I so often have to meditate on this fact, despite counting myself in the fortunate camp of people for whom the act of writing is an act of pleasure, even, at times, joy. I am never really happier than when I’m opening a file in the morning, my first cup of coffee beside me. I am capable of enjoying a years-long novel writing process, excluding possibly the very last draft or two, which are almost invariably brutal slogs.
Nonetheless, like most people, I find myself making the same mistakes, over and over, forgetting that it is only about the work. In the lead up to the publication of my last novel, I was a kite flapping whichever way the wind blew that day. A good review might send me off into the clouds; a bad review would certainly plummet me to the ground, reminding me of the unlikelihood of the book achieving any kind of success.
Success. As I have done many times before, I interrogated this word. What is success in writing? I came to, as one so often does at these times, an unsatisfying bromide that nonetheless possesses the dull and stubborn ring of truth. Tertiary success in writing is actual or “actual” success, what we are conditioned to foolishly hope for: sales, awards, packed readings, a large and vociferous readership. Secondary success is simply getting a novel written and published—again, a huge feat for anyone to accomplish at any level of publication. But primary success—the real success—is the days and weeks and months and years of satisfying, engaging work it takes to produce the book, no matter what happens to it afterward.

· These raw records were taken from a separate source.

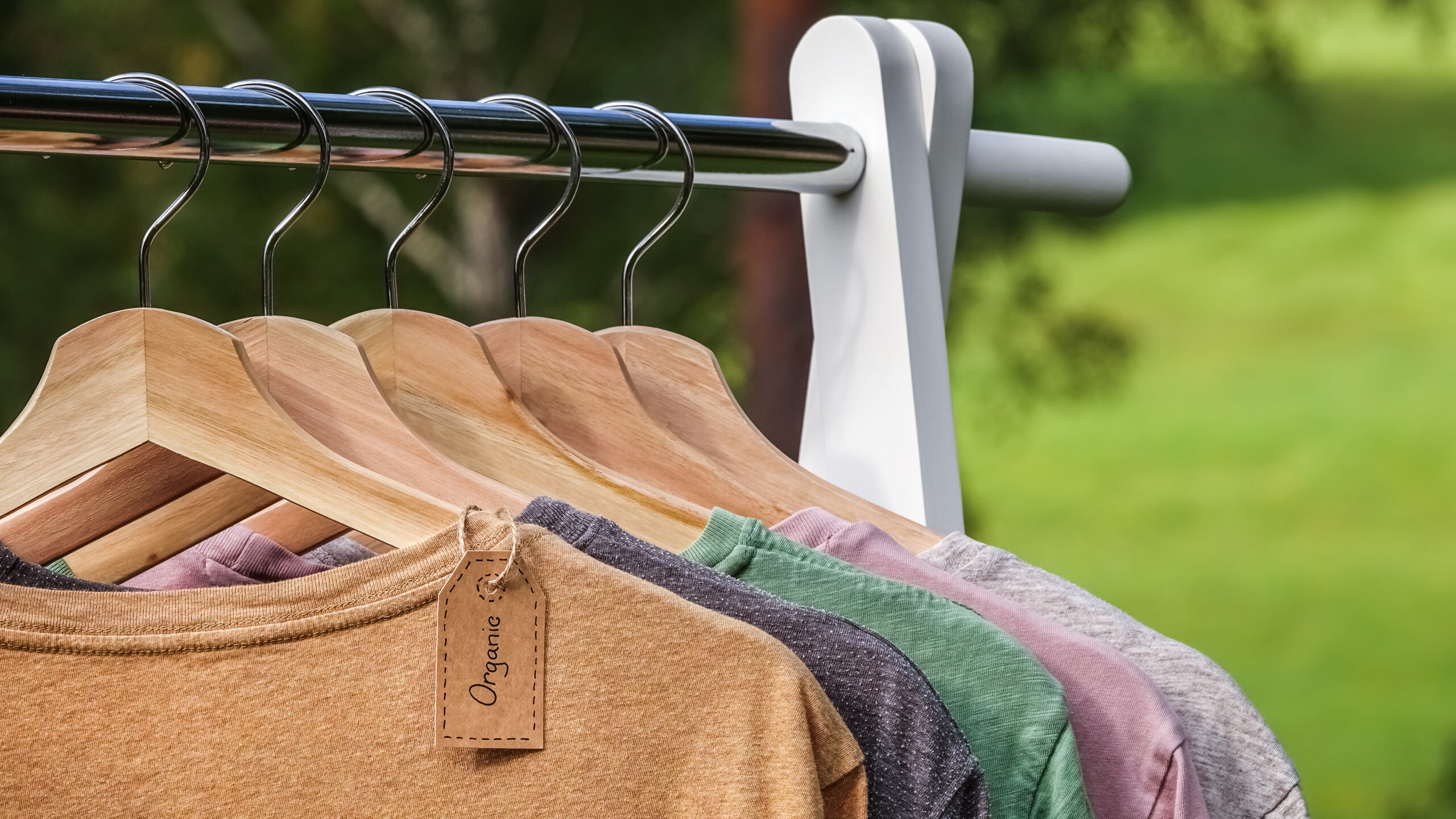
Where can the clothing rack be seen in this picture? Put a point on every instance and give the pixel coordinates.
(882, 152)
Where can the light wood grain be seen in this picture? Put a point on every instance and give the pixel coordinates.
(574, 384)
(443, 384)
(293, 527)
(105, 499)
(682, 385)
(325, 384)
(156, 537)
(149, 375)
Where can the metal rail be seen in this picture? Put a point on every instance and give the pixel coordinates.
(79, 117)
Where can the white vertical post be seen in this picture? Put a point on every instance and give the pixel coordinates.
(878, 413)
(947, 92)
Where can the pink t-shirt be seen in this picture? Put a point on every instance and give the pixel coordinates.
(233, 557)
(1130, 742)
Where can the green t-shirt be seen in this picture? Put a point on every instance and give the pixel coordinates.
(1008, 706)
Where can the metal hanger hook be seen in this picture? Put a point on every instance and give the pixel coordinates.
(661, 125)
(308, 117)
(187, 108)
(432, 120)
(561, 131)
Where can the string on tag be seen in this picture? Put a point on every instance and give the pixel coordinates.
(494, 585)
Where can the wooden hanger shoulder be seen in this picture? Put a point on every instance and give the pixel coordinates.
(682, 385)
(324, 382)
(441, 381)
(102, 500)
(149, 375)
(573, 382)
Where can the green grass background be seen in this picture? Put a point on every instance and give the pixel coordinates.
(1275, 481)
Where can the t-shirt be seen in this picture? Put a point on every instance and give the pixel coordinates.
(1129, 739)
(1242, 770)
(315, 697)
(1010, 707)
(16, 572)
(916, 758)
(233, 557)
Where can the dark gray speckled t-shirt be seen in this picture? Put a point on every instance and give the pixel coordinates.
(916, 760)
(16, 572)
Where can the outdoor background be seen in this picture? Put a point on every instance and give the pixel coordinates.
(1226, 408)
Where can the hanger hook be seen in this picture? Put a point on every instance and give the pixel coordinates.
(430, 120)
(560, 131)
(661, 126)
(308, 117)
(187, 108)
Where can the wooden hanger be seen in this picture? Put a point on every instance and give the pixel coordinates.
(440, 378)
(443, 382)
(573, 382)
(680, 384)
(152, 377)
(104, 500)
(324, 382)
(682, 387)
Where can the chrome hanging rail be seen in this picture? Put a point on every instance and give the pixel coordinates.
(79, 117)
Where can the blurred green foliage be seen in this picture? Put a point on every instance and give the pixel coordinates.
(71, 224)
(1272, 480)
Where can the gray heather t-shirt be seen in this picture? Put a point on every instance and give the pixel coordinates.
(1241, 767)
(916, 760)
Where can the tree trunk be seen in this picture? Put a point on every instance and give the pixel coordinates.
(772, 274)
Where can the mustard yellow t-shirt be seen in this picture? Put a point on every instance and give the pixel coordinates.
(315, 697)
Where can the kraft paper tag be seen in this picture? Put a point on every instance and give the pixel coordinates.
(491, 656)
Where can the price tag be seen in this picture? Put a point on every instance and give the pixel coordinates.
(491, 655)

We are dust, after all. Most books are dust. Nothing lasts, and short of believing in a conventional afterlife where you are admitted to some kind of successful writers’ VIP lounge, there’s no sound reason to obsess about writing a successful novel. To return to Kahnemann, what behavioral science teaches us, over and over, about happiness is that success does not really make us happy. A minimal level of financial security is a precondition for happiness. Connection with people we love makes us happy. Physical exercise and movement makes us happy. Food makes us happy. And doing something meaningful makes us happy. This is the real value of writing: it is the search for meaning distilled in an act.

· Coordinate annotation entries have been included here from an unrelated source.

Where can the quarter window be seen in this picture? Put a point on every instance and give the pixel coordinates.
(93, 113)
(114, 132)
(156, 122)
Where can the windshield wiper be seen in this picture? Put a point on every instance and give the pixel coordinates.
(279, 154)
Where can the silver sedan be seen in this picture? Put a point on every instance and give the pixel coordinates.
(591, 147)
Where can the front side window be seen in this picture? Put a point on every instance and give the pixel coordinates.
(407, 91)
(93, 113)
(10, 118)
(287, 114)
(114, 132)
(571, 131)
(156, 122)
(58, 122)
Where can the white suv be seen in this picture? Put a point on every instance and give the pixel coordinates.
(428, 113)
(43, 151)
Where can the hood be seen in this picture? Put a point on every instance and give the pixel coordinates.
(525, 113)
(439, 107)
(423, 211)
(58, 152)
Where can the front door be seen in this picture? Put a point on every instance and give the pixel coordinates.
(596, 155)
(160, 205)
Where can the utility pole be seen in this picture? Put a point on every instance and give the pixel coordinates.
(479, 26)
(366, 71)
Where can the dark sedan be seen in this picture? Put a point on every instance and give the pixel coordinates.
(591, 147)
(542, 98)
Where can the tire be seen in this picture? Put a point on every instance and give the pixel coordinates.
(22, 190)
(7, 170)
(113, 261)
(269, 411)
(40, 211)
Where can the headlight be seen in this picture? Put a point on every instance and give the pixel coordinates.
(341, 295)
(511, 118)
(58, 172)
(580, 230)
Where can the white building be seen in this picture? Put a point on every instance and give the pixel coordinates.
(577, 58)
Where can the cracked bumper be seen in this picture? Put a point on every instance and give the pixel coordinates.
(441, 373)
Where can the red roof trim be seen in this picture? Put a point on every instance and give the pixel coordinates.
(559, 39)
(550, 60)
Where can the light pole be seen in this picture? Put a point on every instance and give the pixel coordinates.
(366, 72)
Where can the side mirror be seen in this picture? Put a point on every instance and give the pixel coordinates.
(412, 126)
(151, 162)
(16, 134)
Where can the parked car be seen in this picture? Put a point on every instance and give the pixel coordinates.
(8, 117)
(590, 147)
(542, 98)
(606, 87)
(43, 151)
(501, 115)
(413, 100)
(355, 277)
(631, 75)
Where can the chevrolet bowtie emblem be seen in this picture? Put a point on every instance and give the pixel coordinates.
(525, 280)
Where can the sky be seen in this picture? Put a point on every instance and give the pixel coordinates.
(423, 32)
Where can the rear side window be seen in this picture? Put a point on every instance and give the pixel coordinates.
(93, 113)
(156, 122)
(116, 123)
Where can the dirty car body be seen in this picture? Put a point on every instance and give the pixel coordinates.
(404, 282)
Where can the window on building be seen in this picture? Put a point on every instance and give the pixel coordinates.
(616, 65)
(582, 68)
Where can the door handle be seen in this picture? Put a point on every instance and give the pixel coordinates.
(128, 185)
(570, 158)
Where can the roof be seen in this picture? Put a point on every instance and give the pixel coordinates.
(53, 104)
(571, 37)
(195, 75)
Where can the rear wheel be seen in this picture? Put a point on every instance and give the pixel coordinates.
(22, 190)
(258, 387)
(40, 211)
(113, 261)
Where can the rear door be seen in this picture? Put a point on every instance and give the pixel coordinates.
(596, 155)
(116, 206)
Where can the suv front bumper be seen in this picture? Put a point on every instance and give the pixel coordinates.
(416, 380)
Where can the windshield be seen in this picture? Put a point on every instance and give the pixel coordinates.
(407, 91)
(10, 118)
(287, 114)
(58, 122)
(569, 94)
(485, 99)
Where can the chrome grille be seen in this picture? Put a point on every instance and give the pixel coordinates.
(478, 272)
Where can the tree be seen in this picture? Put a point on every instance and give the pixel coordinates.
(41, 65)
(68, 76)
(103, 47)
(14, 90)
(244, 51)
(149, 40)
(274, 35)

Writing is, ultimately, an act of meditation, an act of prayer. It is giving yourself over to sustained concentration, thinking deeply about the world around you, about your life. It is a way of communing with yourself, and even if this regular practice results in publication, the real hard-won value is in the millions of moments that led to the book’s existence. Every day that you sit down, for as much time as you have to work, you should be grateful for the opportunity to do a meaningful thing even if—maybe, especially if—it is only meaningful to you. As much as possible, you should inhabit the act itself, seeing the success in each new word that appears on the page.